August 10, 2001 (Ira Pilgrim)
With rue my heart is laden
For many a lass I had,
For many a rouge-lipped maiden,
That's got a richer lad.
In rooms too small for leaping
Such lads as I are laid,
While richer boys are keeping
The girls that do not fade.
Samuel Hoffenstein, 1928
In the movie The Man Who Came to Dinner, the gray-bearded Sheridan Whiteside propositions a woman. She responds with, "At your age, sex should be nothing more than gender." On the late night, Johnny Carson era, TV show Laugh In, actor Artie Johnson, acting as an old man, approaches a woman sitting on a park bench and whispers something in her ear. She responds by hitting him over and over again with her purse. The character that he played is usually referred to as "the dirty old man."

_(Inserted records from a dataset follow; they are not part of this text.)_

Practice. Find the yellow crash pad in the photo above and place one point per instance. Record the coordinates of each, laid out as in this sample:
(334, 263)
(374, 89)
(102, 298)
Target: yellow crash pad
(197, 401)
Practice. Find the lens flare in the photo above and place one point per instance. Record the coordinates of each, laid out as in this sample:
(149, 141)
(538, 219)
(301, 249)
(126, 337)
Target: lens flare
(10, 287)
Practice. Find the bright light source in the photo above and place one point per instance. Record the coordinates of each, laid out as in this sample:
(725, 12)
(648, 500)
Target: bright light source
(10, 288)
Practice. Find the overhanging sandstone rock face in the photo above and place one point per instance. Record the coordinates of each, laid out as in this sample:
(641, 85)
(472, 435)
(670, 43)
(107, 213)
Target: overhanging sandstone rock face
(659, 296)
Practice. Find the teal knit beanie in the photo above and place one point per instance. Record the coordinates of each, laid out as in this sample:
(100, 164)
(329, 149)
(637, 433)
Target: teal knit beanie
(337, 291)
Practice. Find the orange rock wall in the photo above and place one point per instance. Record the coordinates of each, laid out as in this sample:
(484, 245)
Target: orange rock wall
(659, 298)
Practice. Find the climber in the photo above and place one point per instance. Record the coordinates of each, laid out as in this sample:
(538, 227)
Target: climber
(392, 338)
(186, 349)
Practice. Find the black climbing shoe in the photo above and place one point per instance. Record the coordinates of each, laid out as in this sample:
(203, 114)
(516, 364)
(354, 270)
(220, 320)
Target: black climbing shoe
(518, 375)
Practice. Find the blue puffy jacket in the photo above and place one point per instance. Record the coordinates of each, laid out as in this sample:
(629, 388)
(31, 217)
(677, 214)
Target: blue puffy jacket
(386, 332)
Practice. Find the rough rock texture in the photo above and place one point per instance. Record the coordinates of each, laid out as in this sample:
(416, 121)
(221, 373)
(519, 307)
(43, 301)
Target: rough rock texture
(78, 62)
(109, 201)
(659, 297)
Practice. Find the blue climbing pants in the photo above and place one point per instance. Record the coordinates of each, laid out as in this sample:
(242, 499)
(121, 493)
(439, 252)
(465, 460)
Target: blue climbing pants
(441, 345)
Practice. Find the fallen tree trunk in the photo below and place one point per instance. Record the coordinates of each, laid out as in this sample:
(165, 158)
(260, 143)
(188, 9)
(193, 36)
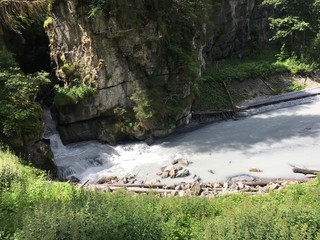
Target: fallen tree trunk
(305, 171)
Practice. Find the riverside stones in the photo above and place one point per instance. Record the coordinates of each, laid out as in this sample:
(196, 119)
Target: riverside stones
(176, 170)
(195, 188)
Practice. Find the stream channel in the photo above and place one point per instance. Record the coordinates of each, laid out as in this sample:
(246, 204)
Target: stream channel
(273, 135)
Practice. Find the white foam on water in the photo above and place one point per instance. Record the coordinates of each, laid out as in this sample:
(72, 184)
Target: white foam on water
(272, 141)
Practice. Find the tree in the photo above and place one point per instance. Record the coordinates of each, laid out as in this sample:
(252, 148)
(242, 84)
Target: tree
(295, 23)
(15, 14)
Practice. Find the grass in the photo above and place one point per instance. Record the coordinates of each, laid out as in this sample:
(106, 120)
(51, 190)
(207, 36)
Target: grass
(263, 65)
(33, 208)
(72, 95)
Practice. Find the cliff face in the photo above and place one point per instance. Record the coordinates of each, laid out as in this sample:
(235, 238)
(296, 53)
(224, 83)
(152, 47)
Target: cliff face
(239, 24)
(143, 61)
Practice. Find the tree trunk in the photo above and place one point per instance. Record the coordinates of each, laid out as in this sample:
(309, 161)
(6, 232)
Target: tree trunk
(305, 171)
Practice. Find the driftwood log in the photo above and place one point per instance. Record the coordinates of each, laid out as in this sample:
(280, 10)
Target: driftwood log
(305, 171)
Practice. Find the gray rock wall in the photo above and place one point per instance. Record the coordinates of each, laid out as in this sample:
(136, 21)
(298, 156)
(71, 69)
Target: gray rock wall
(117, 61)
(238, 24)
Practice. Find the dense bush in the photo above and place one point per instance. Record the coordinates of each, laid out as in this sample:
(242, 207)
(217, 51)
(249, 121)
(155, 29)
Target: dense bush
(72, 95)
(32, 208)
(264, 64)
(20, 115)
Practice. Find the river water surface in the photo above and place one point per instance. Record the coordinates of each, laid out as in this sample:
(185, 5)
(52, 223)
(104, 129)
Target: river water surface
(274, 142)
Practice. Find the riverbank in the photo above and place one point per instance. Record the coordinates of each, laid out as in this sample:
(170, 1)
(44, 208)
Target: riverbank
(273, 143)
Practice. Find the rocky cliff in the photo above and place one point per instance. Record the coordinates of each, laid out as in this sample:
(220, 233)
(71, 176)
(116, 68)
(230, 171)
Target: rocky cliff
(141, 61)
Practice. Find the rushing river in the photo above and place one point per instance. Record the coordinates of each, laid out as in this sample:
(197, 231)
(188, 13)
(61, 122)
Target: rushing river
(272, 139)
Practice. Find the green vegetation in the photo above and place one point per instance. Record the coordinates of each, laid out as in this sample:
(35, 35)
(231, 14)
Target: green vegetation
(265, 64)
(20, 116)
(33, 208)
(17, 14)
(72, 95)
(296, 25)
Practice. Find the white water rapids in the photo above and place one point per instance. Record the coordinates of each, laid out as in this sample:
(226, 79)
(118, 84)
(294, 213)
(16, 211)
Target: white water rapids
(273, 141)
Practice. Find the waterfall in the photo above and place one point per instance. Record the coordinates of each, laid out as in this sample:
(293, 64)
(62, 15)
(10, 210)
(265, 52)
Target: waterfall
(273, 138)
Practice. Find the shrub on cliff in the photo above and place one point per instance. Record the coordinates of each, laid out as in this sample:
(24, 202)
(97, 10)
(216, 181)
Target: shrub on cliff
(21, 120)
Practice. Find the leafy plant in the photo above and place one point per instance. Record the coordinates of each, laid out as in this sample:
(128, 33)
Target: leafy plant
(21, 120)
(72, 95)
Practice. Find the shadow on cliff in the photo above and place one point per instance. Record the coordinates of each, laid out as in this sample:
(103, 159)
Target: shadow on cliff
(241, 135)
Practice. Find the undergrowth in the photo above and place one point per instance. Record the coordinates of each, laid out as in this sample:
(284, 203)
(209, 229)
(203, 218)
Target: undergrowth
(72, 95)
(31, 207)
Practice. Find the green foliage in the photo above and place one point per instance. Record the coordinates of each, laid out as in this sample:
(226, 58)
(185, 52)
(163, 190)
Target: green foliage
(295, 24)
(7, 60)
(72, 95)
(295, 66)
(20, 116)
(32, 208)
(262, 65)
(48, 22)
(144, 112)
(17, 14)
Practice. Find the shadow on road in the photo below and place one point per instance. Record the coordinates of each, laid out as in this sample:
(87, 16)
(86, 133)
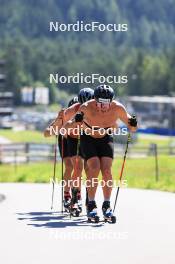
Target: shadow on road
(2, 197)
(55, 220)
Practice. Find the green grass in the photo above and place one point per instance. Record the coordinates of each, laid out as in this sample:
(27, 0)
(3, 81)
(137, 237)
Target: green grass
(139, 173)
(25, 136)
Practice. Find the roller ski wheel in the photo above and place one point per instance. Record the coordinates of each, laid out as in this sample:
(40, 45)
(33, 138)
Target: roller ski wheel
(80, 206)
(75, 211)
(107, 213)
(92, 213)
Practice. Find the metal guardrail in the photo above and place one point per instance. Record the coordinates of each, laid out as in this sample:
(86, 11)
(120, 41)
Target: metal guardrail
(34, 152)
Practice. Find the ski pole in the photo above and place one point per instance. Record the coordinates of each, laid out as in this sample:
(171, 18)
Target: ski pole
(54, 170)
(121, 172)
(74, 190)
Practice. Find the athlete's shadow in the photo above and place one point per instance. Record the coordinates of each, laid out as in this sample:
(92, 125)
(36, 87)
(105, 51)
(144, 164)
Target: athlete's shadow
(55, 220)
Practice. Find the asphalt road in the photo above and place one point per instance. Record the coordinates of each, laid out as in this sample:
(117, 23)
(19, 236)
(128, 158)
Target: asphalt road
(30, 233)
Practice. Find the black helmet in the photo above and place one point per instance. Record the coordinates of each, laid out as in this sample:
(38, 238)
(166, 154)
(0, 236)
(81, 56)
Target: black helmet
(73, 101)
(104, 93)
(85, 95)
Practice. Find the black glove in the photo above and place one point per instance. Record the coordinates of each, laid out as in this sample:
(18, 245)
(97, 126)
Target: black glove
(133, 121)
(79, 117)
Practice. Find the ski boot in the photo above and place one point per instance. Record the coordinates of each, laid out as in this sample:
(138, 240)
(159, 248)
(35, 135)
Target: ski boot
(67, 202)
(107, 213)
(75, 207)
(92, 212)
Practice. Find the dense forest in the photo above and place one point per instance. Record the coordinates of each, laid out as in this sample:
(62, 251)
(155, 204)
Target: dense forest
(145, 53)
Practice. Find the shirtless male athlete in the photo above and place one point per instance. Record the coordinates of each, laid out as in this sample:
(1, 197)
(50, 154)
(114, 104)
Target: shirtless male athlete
(102, 112)
(49, 131)
(74, 154)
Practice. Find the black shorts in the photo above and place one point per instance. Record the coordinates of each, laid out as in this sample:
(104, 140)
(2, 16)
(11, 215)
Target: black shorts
(65, 147)
(97, 147)
(72, 147)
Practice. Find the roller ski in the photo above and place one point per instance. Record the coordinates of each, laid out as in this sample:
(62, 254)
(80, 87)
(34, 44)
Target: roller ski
(92, 212)
(76, 206)
(67, 202)
(79, 201)
(107, 213)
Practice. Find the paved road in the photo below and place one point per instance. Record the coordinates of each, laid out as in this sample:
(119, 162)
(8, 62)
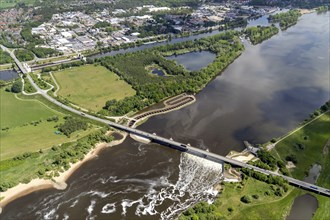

The idea that there is something abnormal about an old man having lascivious thoughts, and acting on them, pervades our culture. The same thoughts and actions by a man from ages 15 to 50 are considered perfectly normal.
I gave a concert at a nursing home in San Francisco. An attendant told me about something that he considered to be almost unbelievable. He had entered a room unexpectedly and found two of the residents "going at it."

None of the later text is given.